The patch + the commit message: http://hg.openjdk.java.net/jdk7/hotspot-comp/hotspot/rev/e8443c7be117
Sun bug:
http://bugs.sun.com/view_bug.do?bug_id=6921969
Mailing list posts:http://mail.openjdk.java.net/pipermail/hotspot-compiler-dev/2010-January/002639.html
http://mail.openjdk.java.net/pipermail/hotspot-compiler-dev/2010-February/002660.html
It applies well to the BigInteger.mulAdd loop:
private final static long LONG_MASK = 0xffffffffL; static int mulAdd(int[] out, int[] in, int offset, int len, int k) { long kLong = k & LONG_MASK; long carry = 0; offset = out.length-offset - 1; for (int j=len-1; j >= 0; j--) { long product = (in[j] & LONG_MASK) * kLong + (out[offset] & LONG_MASK) + carry; out[offset--] = (int)product; carry = product >>> 32; } return (int)carry; }
It improved an internal microbenchmark that uses BigInteger.mulAdd by 12%, and crypto.rsa and crypto.signverify in SPECjvm2008 by 7% and 2.3%, respectively in my measurements.

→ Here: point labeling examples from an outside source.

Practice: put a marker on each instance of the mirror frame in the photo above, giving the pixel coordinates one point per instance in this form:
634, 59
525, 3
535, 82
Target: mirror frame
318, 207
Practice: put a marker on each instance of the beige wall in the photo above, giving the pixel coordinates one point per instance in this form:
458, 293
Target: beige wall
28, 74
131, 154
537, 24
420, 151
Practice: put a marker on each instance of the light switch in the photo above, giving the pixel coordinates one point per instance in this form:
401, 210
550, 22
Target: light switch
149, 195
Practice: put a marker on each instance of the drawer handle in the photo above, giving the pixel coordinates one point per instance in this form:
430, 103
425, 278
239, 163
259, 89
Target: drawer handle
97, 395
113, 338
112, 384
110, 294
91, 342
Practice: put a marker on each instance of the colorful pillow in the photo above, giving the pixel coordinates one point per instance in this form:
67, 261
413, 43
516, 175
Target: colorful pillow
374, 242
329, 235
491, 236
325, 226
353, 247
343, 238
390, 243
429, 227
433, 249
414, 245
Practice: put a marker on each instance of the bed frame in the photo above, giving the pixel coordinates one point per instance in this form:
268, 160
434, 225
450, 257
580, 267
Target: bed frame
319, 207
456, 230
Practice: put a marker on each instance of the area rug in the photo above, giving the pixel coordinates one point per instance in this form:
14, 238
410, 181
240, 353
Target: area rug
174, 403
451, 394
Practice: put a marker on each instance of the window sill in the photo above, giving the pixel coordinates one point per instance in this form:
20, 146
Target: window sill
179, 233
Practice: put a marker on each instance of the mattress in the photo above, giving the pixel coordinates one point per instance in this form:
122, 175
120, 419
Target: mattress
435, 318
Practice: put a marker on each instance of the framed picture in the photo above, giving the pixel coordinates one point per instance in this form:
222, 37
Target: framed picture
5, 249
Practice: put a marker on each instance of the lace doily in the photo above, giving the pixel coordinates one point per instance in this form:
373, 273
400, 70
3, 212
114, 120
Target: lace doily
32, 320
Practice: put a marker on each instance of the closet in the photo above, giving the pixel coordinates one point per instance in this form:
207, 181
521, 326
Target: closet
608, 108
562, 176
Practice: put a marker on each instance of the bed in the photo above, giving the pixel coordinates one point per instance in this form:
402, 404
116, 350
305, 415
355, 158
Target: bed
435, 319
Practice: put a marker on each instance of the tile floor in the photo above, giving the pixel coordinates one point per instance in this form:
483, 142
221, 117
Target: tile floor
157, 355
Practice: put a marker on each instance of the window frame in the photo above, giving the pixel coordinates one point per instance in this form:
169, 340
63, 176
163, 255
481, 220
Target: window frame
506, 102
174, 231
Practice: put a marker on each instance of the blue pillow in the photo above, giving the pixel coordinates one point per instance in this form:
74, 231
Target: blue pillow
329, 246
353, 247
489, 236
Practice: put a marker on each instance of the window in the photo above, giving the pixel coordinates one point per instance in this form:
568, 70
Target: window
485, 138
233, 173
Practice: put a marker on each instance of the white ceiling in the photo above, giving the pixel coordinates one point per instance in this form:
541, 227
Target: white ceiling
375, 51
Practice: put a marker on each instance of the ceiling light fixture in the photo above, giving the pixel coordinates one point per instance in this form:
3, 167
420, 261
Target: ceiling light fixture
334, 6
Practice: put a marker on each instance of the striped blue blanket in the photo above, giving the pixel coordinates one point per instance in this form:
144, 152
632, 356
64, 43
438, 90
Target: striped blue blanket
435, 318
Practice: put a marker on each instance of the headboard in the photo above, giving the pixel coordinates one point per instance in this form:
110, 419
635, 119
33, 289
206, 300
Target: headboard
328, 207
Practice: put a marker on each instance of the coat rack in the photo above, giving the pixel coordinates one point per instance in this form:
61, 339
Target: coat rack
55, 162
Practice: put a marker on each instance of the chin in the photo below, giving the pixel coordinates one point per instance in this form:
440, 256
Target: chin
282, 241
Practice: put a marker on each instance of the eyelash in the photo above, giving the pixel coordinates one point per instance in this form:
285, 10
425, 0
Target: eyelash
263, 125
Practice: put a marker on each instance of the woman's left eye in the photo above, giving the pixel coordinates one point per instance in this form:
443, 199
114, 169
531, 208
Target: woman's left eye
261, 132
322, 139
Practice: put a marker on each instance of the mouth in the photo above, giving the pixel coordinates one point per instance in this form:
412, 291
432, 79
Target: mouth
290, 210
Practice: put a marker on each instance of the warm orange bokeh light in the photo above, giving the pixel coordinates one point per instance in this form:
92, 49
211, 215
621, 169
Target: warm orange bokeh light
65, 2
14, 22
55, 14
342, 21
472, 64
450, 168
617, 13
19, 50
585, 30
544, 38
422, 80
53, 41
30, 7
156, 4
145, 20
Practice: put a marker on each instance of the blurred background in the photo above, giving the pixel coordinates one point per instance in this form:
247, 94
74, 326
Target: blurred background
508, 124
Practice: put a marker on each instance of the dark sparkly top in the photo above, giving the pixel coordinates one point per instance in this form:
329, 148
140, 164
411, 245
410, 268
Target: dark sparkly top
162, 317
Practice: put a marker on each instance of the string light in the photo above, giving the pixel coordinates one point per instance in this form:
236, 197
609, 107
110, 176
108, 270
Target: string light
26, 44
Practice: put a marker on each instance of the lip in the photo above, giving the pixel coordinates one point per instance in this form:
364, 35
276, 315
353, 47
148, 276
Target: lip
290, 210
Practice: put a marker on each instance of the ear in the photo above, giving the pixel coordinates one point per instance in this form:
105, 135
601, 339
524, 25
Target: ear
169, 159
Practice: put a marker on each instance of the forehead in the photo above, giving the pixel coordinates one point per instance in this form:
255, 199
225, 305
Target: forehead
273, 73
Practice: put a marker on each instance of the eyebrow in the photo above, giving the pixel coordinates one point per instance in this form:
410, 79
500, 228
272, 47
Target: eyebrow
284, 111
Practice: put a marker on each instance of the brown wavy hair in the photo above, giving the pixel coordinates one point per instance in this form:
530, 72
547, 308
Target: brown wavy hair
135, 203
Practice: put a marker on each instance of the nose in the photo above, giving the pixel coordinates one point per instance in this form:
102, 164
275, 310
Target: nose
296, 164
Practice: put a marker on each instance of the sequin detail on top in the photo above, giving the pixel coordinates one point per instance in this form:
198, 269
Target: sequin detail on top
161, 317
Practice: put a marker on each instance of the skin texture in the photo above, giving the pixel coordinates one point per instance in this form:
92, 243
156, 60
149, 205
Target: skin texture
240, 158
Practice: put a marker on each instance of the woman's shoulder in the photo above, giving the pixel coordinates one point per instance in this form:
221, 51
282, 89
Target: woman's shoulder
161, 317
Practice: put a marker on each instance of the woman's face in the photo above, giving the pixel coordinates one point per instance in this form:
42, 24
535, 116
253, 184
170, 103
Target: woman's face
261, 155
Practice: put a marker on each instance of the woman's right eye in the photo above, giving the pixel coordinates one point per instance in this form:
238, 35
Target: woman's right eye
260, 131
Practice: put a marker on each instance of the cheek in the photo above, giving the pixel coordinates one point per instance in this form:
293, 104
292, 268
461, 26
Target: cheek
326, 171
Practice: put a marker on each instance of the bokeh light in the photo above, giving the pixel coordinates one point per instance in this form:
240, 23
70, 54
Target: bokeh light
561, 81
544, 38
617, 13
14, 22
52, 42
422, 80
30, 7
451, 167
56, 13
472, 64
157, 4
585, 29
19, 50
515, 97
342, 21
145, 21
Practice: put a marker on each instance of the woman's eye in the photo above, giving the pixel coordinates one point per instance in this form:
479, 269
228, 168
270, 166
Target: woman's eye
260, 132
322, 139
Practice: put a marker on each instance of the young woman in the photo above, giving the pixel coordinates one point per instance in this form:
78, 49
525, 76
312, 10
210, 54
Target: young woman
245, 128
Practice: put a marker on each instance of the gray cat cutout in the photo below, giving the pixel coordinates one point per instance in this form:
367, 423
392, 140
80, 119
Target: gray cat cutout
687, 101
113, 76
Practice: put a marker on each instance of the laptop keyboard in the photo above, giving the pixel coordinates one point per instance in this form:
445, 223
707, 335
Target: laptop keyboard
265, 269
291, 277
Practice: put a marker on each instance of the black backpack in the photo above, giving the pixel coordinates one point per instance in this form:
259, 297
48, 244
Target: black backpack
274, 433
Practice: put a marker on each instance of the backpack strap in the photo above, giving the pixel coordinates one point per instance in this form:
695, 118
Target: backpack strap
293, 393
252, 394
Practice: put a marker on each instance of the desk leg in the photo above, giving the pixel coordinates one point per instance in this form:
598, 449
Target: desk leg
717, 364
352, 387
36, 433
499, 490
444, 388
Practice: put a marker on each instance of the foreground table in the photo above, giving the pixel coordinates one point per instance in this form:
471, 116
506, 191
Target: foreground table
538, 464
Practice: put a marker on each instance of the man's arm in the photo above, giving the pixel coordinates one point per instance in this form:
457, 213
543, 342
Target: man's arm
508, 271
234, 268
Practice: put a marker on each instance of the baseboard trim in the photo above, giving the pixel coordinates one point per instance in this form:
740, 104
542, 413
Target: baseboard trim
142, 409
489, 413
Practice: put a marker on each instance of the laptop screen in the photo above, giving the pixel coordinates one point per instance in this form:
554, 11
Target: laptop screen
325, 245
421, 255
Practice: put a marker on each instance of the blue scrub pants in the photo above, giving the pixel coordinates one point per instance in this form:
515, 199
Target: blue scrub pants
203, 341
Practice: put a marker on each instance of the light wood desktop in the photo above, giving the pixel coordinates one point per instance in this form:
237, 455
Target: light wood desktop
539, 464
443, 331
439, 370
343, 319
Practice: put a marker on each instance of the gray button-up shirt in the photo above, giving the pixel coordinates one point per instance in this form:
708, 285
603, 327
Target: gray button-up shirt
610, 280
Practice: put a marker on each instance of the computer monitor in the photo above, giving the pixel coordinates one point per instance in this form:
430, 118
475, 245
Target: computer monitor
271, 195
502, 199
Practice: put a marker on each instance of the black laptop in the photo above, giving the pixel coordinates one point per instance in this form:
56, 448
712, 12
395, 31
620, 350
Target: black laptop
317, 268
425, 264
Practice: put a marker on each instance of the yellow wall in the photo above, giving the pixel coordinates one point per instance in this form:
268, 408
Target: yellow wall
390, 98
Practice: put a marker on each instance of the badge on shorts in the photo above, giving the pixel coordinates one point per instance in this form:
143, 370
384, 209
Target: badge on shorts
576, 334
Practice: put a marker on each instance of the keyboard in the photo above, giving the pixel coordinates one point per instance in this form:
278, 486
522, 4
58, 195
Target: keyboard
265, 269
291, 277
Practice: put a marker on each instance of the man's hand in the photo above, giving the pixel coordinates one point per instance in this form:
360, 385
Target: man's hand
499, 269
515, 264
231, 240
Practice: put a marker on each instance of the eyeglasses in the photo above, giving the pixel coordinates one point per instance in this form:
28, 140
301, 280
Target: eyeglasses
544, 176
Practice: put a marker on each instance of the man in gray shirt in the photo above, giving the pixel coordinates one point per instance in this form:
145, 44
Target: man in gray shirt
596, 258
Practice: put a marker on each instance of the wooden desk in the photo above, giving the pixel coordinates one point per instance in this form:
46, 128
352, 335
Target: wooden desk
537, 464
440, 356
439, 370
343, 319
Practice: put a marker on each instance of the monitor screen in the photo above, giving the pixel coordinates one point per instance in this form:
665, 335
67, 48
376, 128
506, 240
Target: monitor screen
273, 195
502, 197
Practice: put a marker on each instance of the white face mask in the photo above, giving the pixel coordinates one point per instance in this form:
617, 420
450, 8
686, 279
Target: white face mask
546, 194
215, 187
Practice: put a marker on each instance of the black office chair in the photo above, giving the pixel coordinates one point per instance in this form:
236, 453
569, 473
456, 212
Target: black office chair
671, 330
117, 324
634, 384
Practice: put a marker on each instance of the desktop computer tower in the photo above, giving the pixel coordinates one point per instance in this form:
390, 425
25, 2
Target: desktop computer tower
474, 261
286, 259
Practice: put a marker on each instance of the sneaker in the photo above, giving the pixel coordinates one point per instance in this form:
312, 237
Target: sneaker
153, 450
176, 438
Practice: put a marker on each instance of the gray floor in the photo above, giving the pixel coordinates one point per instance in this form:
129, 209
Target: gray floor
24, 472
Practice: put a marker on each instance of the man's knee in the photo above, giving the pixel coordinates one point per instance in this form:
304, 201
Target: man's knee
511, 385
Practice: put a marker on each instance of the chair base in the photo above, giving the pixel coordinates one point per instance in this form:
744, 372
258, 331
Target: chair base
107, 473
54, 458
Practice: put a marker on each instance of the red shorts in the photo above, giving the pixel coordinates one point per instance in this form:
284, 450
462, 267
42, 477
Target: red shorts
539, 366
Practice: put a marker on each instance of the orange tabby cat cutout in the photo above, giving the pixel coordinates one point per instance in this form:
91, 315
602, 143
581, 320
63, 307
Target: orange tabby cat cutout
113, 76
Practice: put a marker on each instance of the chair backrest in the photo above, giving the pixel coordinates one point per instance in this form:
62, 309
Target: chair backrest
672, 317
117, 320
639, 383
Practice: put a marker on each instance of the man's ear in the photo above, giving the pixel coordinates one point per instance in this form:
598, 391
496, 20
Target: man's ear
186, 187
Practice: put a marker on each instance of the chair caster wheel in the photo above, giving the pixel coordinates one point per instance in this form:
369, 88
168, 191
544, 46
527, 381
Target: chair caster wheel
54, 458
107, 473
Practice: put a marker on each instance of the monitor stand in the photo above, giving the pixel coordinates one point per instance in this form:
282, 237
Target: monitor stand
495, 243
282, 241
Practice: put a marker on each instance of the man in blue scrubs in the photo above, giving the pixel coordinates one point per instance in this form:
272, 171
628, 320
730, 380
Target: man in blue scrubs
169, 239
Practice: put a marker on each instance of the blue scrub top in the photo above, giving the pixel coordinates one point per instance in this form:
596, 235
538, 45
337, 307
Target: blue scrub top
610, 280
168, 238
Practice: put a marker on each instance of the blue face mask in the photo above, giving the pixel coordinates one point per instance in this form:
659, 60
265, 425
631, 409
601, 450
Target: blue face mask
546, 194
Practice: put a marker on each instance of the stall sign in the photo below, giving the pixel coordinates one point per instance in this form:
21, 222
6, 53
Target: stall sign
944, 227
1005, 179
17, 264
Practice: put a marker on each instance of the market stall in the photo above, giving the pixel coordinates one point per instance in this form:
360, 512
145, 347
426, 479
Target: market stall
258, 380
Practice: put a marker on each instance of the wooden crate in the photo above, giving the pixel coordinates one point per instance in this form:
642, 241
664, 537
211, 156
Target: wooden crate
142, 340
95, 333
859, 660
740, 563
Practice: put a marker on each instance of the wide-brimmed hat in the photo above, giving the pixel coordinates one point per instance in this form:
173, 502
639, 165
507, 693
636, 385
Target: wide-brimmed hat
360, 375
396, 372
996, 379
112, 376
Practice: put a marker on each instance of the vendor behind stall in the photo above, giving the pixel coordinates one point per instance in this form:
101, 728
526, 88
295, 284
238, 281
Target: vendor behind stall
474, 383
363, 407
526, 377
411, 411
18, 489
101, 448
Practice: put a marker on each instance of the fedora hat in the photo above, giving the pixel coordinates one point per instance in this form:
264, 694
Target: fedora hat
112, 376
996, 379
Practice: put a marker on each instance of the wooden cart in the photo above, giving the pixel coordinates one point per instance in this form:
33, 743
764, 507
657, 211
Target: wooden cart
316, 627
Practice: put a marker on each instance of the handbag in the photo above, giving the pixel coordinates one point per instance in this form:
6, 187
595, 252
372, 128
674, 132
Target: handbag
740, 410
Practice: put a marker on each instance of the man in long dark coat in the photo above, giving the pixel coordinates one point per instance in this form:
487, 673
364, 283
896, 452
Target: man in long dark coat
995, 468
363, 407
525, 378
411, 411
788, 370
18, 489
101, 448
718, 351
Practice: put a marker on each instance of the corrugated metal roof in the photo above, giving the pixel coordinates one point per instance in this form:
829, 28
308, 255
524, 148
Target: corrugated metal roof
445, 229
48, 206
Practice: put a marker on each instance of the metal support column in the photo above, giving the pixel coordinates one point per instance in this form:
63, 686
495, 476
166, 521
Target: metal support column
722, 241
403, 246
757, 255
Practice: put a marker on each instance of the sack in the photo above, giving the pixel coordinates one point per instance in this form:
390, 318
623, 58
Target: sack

Here's low level details. On x86 (32 bit), a 64 bit long multiplication is implemented as a sequence of multiple 32 bit multiplications as in:
MOV EBP,ECX.lo IMUL EBP,EDX MOV EDX,ECX.hi IMUL EDX,EAX ADD EBP,EDX MUL EDX:EAX,ECX.lo ADD EDX,EBP
This is based on the following idea:
Result = x * y
is implemented as
lo(result) = lo(x_lo * y_lo)
hi(result) = hi(x_lo * y_lo) + lo(x_hi * y_lo) + lo(x_lo * y_hi)
where lo(x) indicates the lower 32 bits of x and hi(x) the higher 32 bits of x.
In the above mulAdd code, the higher 32 bits of both of operands are known to be zero because of the '&' operations. In such cases, some 32 bit multiplications are redundant. In the above formula, if x_hi=0 and y_hi=0,
lo(result) = lo(x_lo * y_lo)
hi(result) = hi(x_lo * y_lo)
because lo(x_hi * y_lo) = 0 and lo(x_lo * y_hi) = 0.
In this case, we need to emit only
MUL EDX:EAX,ECX.lo
which is one instruction instead of 7 and is faster to execute. There are variations of this where only one of x_hi and y_hi is zero.
I thank Chuck Rasbold, Tom Rodriguez, Christian Thalinger, and Vladimir Kozlov who reviewed this change.